Timeshare owners James and Barbara Ruh enjoy their annual vacations in Hawaii, but they don’t want their daughters to be obligated to take over the contracts when they die. So the Ruhs, who are attorneys with offices in Santa Barbara, California, and Edwards, Colorado, created a trust to hold their timeshare interests.
The daughters, who are co-trustees with their parents, can keep the timeshares, sell them or abandon them after the parents’ deaths, Barbara Ruh says. The trust is designed to prevent the timeshare resort developer from going after their daughters for any unpaid or ongoing costs.
“If our daughters do not want the timeshares, they will not be liable individually for any fees,” Ruh says.
Timeshare experts say it’s usually not necessary to create a trust, with its attendant hassles and expense, to avoid inheriting a parent’s vacation ownership. Families have a variety of options to assure nobody’s getting an obligation they don’t want.
For those who don’t know, timeshares are a way to use vacation property for a week each year. Traditionally timeshares included a real estate deed, but now they’re commonly sold as a “right to use” contract “that’s more like a gym membership,” says timeshare attorney Michael Finn of Largo, Florida.
In addition to the upfront cost of buying, owners must pay annual maintenance fees, which currently average about $900 but can total $3,000 or more for higher-end properties. Owners may also face special assessments to cover repairs or damage from natural disasters.

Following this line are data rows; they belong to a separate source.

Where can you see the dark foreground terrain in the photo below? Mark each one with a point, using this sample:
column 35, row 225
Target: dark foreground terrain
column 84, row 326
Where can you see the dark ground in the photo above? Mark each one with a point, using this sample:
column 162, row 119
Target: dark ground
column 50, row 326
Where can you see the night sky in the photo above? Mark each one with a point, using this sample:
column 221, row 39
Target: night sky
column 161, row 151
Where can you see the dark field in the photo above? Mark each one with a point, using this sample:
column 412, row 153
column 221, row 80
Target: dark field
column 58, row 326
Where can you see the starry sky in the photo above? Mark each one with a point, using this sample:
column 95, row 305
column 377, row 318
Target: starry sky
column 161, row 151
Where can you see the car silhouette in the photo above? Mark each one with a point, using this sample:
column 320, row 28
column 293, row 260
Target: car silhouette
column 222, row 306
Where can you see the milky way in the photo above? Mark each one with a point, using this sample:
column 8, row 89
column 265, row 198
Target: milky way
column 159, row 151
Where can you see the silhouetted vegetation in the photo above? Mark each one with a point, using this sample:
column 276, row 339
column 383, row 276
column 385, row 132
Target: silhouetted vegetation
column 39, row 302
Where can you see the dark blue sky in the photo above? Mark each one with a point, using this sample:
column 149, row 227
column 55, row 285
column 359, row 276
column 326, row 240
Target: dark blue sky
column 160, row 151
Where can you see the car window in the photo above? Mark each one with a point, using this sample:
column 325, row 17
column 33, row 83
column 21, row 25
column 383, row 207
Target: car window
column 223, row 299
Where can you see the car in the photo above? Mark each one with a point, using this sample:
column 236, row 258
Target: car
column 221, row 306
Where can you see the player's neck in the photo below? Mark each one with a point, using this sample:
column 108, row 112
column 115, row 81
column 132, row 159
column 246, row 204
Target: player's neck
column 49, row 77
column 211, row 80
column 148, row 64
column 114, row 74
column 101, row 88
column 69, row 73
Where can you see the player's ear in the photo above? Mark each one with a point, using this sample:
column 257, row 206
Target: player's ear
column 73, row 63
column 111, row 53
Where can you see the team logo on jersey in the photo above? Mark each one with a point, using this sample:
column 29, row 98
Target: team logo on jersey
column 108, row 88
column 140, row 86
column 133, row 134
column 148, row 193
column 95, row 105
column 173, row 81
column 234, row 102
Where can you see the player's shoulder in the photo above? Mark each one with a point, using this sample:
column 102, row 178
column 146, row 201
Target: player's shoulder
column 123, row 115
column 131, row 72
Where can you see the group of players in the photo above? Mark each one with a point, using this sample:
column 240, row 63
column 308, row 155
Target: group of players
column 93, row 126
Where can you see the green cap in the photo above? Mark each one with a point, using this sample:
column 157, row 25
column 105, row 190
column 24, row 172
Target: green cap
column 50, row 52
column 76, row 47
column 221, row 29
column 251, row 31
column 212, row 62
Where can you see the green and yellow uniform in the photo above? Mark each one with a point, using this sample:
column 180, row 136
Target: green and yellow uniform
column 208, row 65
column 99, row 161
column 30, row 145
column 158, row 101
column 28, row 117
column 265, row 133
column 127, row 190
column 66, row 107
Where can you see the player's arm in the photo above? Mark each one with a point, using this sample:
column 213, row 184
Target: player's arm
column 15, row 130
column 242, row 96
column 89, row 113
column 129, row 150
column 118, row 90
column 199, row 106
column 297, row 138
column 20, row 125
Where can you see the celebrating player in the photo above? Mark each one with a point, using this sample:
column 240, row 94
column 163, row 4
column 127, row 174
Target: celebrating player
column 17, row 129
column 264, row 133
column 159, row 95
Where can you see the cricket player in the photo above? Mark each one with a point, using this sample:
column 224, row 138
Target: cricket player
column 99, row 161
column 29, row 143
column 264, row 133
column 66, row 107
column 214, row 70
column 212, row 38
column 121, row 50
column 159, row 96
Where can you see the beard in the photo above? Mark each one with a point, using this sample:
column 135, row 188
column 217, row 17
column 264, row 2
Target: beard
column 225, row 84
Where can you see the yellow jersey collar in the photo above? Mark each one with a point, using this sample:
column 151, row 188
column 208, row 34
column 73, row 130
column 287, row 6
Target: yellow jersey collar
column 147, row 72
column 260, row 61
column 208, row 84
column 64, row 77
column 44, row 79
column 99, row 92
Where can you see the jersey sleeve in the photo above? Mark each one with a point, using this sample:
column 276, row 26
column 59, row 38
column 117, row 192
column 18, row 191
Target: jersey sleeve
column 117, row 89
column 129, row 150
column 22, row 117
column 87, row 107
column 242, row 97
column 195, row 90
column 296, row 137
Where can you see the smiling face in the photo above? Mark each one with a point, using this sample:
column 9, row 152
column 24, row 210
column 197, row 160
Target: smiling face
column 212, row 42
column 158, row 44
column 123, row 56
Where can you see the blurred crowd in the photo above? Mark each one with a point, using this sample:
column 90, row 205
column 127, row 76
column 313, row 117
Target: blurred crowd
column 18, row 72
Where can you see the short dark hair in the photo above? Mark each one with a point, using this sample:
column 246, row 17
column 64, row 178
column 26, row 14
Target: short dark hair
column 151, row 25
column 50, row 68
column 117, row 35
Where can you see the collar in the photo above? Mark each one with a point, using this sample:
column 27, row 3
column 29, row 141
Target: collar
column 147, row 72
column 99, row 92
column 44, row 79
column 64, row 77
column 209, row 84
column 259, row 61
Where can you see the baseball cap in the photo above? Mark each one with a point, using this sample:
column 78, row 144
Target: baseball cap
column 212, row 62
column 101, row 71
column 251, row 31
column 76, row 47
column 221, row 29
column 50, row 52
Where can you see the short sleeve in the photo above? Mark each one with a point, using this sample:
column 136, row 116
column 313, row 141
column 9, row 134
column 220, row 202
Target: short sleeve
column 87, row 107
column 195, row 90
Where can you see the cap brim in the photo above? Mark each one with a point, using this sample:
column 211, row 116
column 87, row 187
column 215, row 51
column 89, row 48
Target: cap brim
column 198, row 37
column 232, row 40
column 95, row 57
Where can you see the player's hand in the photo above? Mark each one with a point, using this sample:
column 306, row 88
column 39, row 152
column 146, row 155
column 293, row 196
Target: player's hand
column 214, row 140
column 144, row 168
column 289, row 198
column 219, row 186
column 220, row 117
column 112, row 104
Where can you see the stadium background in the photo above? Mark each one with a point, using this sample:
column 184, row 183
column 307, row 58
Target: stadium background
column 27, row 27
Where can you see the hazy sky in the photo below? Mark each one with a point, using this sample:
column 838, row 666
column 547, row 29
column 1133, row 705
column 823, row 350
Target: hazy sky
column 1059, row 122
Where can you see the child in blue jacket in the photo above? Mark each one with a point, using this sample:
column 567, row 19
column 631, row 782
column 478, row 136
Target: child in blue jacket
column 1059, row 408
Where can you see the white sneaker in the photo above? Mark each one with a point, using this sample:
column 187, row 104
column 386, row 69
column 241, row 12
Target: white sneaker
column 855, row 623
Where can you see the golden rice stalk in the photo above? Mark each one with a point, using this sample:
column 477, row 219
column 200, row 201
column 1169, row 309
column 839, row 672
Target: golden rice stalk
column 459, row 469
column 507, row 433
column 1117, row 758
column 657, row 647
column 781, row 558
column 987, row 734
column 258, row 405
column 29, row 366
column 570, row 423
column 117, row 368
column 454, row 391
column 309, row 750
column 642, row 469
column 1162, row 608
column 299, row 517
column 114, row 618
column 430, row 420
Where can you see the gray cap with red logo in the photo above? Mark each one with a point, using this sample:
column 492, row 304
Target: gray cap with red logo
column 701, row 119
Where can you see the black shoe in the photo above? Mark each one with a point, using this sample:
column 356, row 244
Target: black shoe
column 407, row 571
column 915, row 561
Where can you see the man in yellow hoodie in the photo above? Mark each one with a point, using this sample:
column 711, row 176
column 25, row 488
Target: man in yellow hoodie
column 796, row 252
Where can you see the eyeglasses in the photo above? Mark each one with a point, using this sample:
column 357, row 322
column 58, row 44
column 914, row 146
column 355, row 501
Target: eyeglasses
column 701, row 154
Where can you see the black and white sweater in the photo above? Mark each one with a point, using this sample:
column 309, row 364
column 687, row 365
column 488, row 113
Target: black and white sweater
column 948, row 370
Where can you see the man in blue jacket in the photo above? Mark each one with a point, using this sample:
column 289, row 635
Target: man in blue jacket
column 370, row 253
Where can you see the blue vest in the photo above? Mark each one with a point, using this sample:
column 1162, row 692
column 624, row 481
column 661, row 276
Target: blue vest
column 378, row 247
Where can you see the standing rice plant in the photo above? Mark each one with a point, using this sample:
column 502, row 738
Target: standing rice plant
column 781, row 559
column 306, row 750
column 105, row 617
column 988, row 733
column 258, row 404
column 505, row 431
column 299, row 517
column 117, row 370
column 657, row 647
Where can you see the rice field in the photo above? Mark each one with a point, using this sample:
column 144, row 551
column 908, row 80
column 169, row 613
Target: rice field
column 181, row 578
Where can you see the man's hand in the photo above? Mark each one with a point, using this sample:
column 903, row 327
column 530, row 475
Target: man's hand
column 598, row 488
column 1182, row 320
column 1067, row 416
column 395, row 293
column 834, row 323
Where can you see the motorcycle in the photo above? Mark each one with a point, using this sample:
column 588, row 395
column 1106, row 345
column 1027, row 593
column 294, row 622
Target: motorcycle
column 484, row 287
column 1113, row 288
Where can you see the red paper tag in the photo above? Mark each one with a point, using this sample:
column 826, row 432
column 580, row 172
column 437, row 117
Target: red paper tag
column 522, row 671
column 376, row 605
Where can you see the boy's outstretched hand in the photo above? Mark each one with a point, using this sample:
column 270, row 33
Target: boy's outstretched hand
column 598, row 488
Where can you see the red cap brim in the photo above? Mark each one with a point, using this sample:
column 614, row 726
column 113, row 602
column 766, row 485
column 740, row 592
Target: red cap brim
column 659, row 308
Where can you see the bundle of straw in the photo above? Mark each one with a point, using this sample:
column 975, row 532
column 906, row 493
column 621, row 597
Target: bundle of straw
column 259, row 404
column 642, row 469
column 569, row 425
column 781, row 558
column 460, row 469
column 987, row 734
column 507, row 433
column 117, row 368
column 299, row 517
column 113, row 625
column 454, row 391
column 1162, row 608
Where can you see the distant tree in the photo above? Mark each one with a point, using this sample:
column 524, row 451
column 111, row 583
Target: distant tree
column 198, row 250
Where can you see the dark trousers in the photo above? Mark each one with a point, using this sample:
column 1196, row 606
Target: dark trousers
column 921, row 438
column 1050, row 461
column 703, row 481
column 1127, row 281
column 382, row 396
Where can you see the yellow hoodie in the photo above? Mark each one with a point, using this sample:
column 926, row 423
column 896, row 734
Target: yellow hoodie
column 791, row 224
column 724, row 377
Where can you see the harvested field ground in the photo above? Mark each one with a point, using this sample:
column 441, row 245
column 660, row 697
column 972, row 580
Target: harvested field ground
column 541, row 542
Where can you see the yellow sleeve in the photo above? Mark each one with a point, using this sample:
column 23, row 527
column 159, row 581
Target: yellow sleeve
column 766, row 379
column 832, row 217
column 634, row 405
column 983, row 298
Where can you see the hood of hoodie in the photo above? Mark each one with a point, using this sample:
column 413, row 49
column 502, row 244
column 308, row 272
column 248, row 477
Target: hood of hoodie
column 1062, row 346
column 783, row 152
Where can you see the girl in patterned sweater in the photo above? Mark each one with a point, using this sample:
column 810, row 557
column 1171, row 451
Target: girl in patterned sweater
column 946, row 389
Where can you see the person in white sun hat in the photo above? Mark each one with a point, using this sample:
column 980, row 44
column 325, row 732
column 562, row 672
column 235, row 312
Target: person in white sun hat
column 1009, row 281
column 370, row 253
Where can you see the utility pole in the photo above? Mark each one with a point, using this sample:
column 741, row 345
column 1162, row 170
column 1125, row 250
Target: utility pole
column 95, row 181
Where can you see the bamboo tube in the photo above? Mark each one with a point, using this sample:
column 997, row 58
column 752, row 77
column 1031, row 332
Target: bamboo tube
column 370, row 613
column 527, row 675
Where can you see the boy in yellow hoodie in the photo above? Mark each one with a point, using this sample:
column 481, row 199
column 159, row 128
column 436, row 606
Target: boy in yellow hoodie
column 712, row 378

Since timeshare contracts typically include “in perpetuity” clauses, owners can be on the hook for these fees for life — and the obligation to pay passes to anyone who inherits the contracts at the owner’s death.
The good news: No one has to inherit an unwanted timeshare.
“Timeshare companies sometimes assert they will chase offspring and heirs for debts, (but) I have never heard even one anecdotal story of this happening,” says Jeff Weir, chief correspondent for RedWeek, a timeshare rental and resale site.
Here are three important things to know:
1.TIMESHARES DON’T HAVE TO BE FOR LIFE
If it’s clear none of the kids wants the timeshare, owners may be able to sell or give away their interest before death, assuming any financing used to purchase it has been paid off. (See my previous column, “How to Get Rid of a Timeshare.”)
In some cases, owners who are too frail or poor to travel have had success simply asking the resort to take back their timeshares, says Brian Rogers, owner of Timeshare Users Group, a forum for timeshare owners. If the resort refuses, the owner can abandon the timeshare, although that may lead to collection actions and damage to the owner’s credit. Resorts are unlikely to sue elderly customers over abandoned, paid-off timeshares, Rogers says, and many older owners don’t care what happens to their credit anyway.
2. THE KIDS’ NAMES SHOULD NOT BE ON THE DEED
Timeshare salespeople may encourage putting heirs’ names on the deed as a “convenience” to make it easier for an owner’s children to use the property on their own, Finn says. What this actually does is trap the kids into inheriting the timeshare. Parents who fell for this gambit can ask the resort developer to remove those names from the deed, and the developer likely will comply if there’s no loan outstanding against the timeshare, he says. Another tip: The kids shouldn’t ever pay the maintenance fees directly, even if they’re handling the rest of the parent’s finances. Those fees should always come from the parent’s bank account, Finn says.
3. HEIRS CAN DISCLAIM THE TIMESHARE
If the timeshare is the “right to use” type, the heirs should direct the executor to inform the resort that the owner died, so the resort can take steps to take back the timeshare, Finn says.
If the timeshare has a real estate deed or there’s a specific bequest in the owner’s will — “I give my timeshare to my daughters Sally and Simone,” for example — Finn recommends the heirs file a written disclaimer of interest with the probate court handling their parents’ estate.
“You’re letting everybody know, ‘I do not have or want any interest in this property. If I ever did have any, I am disclaiming any interest now,'” Finn says.